Прежде чем ответить, диверсант-эсэсовец с нескрываемым любопытством осмотрел этого могучего, почти двухметрового роста парня, которым его шеф, штурмбанфюрер, так дорожил, и с которым уже якобы захотели встретиться и Скорцени и сам рейхсфюрер СС Гиммлер.
Огромная, резко выпяченная, похожая на рыцарскую кирасу грудь; необычные какие-то, воистину неохватной ширины, плечи; огромная, почти квадратная, по-медвежьи посаженная прямо на туловище, голова; непомерно длинные, и столь же непомерно толстые в кисти, руки... Все это делало Отшельника похожим то ли на какого-то реликтового предка человека, то ли на бродячего циркового борца в расцвете сил.
— Барон приказал позволять вам все, что заблагорассудится, — неожиданно ответил часовой, входивший, как понял Гордаш, в диверсионный отряд Штубера.
— Странный приказ, — не поверил ему Орест. Но тотчас же вспомнил о задуманном бароном «Приюте странников и психологов войны».
Хорошо, что барон поделился с ним этими планами; благодаря этому, многое в их отношениях прояснялось.
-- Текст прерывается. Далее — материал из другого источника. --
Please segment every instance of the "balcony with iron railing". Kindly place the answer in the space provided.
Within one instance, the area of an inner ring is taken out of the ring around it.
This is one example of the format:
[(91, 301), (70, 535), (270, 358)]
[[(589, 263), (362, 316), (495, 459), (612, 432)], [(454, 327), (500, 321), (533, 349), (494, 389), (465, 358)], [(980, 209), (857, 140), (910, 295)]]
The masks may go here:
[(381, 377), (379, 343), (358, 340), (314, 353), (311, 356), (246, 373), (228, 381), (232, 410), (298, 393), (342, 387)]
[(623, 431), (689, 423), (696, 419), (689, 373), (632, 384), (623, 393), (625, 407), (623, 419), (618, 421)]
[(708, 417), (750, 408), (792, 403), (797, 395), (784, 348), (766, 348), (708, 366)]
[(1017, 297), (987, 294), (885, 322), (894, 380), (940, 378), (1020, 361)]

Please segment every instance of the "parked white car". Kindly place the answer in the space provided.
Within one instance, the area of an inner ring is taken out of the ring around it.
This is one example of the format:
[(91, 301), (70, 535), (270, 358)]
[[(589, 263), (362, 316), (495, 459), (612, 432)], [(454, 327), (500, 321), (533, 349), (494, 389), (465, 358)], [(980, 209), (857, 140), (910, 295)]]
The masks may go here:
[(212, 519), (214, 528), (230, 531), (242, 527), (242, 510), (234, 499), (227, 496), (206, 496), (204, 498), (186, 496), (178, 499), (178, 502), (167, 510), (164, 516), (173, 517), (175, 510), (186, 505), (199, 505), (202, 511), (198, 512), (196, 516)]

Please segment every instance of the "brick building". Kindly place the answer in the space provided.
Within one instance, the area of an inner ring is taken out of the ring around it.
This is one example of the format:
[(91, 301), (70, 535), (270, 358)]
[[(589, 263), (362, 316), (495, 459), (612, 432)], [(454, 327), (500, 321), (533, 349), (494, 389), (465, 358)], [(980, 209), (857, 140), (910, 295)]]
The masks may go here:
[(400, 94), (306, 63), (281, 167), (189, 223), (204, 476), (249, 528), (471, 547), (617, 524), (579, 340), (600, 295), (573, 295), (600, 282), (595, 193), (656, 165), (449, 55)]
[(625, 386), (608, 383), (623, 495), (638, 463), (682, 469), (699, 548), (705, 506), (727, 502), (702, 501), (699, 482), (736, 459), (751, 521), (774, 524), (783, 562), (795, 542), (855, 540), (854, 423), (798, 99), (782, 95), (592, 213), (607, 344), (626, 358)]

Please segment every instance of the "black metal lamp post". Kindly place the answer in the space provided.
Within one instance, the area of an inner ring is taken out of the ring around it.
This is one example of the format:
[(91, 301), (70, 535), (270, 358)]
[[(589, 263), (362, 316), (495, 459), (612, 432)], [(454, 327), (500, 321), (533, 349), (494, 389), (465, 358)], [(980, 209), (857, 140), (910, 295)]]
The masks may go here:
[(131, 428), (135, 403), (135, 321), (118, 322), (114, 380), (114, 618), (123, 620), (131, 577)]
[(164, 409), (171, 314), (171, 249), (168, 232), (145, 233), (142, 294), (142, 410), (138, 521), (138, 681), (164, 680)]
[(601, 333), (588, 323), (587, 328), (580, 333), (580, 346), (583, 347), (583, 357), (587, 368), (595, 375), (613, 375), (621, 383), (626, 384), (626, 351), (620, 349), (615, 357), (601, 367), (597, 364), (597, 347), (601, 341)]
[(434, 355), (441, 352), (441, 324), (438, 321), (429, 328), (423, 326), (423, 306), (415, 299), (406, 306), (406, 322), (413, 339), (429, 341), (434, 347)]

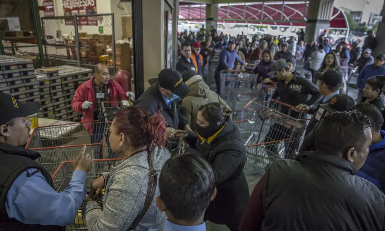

— Стрелять велено только в том случае, если вы решитесь вплавь уйти с острова, — окончательно просветил его часовой.
Отшельник пошел прямо на часового, так что тот — и сам не из «мелких» — вынужден был прижаться к стене и с улыбкой восхищения пропустить его.
— Не собираюсь я — вплавь, — трубным, архиерейским басом заверил он эсэсовца. — Хотя желание такое возникает.
— Благоразумно, — признал тот. — Господин Штубер прав: природа здесь прекрасная.
И вновь почти с восхищением осмотрел горилоподобную фигуру Гордаша, облаченную в серые «пехотные» брюки, германский морской китель и легкий авиационный комбинезон, да обутую в итальянские ботинки. С первого взгляда становилось ясно, что одевали этого парня, как могли, — из всего, что соответствовало его размерам, что только удавалось найти.